Cette colère ressentie et vécue n’est pas là par hasard. Elle est le fruit malheureusement de la frustration que nous avons, nous députés, spécialistes de cette économie si particulière, connaisseurs de ses commerçants, de ses saisonniers, de ses cabinets médicaux de montagne, de tout cet écosystème interdépendant et unique, de ne jamais être entendus, malgré nos propositions, ou trop tard.

Tous les jours je reçois des dizaines de mails d’inquiétude et de désarroi. Mes concitoyens suivent les annonces, attendent les décrets, et deviennent spécialistes de toutes ces listes complexes, des dispositifs d’aide que plus personne ne comprend, même pas les cabinets ministériels, tellement ils se sont complexifiés au fil des semaines. Le fait est que les interprétations sont parfois différentes selon les Directions des finances publiques départementales, qui elles aussi peinent à suivre le rythme. 

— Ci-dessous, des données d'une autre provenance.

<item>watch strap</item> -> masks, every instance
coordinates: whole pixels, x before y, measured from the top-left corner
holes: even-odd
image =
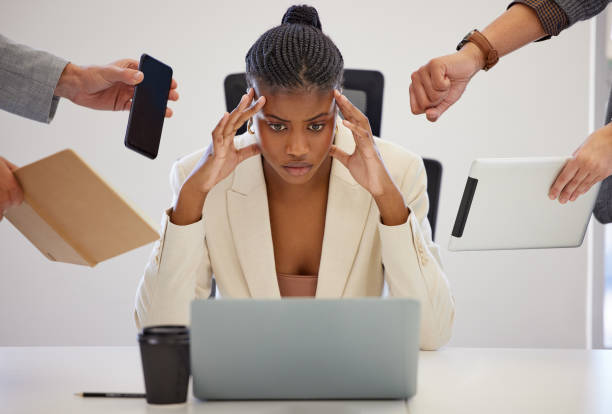
[[[474,43],[482,51],[482,54],[485,57],[485,65],[483,67],[485,71],[491,69],[499,61],[499,54],[497,53],[497,50],[493,48],[485,35],[480,33],[478,30],[472,30],[466,40]]]

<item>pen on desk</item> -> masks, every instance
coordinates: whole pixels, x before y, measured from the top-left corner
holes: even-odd
[[[98,398],[145,398],[145,394],[133,392],[79,392],[74,394],[78,397],[98,397]]]

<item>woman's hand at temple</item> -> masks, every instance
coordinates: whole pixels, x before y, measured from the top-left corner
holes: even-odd
[[[265,105],[266,98],[253,102],[253,88],[242,96],[232,113],[225,113],[212,131],[212,142],[187,178],[172,211],[174,224],[186,225],[199,221],[208,192],[231,174],[242,161],[260,153],[257,144],[237,149],[236,131]]]
[[[405,223],[410,210],[385,167],[374,142],[368,118],[340,92],[335,91],[334,97],[344,115],[343,124],[353,133],[355,151],[347,154],[332,145],[331,156],[340,161],[355,181],[372,194],[383,224],[394,226]]]

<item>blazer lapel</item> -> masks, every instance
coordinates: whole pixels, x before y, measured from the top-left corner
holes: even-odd
[[[352,153],[351,131],[338,122],[335,144]],[[361,242],[371,195],[339,161],[332,161],[316,297],[341,297]],[[227,191],[230,227],[251,297],[280,298],[268,195],[261,156],[244,161]]]
[[[238,165],[232,188],[227,192],[227,206],[236,252],[251,297],[280,298],[261,156]]]
[[[352,133],[340,121],[335,144],[349,154],[355,150]],[[353,179],[344,165],[334,159],[316,297],[337,298],[343,295],[371,204],[370,193]]]

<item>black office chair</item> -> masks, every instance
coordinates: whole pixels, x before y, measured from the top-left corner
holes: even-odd
[[[369,119],[372,133],[380,136],[382,122],[382,104],[385,79],[383,74],[375,70],[345,69],[343,93]],[[225,107],[231,112],[240,102],[247,90],[244,73],[228,75],[224,81]],[[246,132],[246,123],[237,134]],[[438,217],[438,202],[440,200],[440,184],[442,182],[442,164],[439,161],[424,158],[427,173],[427,195],[429,196],[429,212],[427,218],[431,225],[431,238],[436,234],[436,218]]]
[[[431,158],[423,158],[423,164],[425,164],[425,173],[427,174],[427,196],[429,198],[427,219],[431,225],[431,239],[435,240],[436,218],[438,217],[438,203],[442,184],[442,163]]]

Devant tant de désarroi et de colère, il est grand temps que le Gouvernement apprenne à travailler avec les élus et socioprofessionnels concernés. Nous demandons la création d’une « task force » montagne, qui pourra construire vite et mettre en place rapidement un plan de sauvetage de la montagne. Il est urgent de définir un plan détaillé et concret pour sauver nos entreprises du tourisme.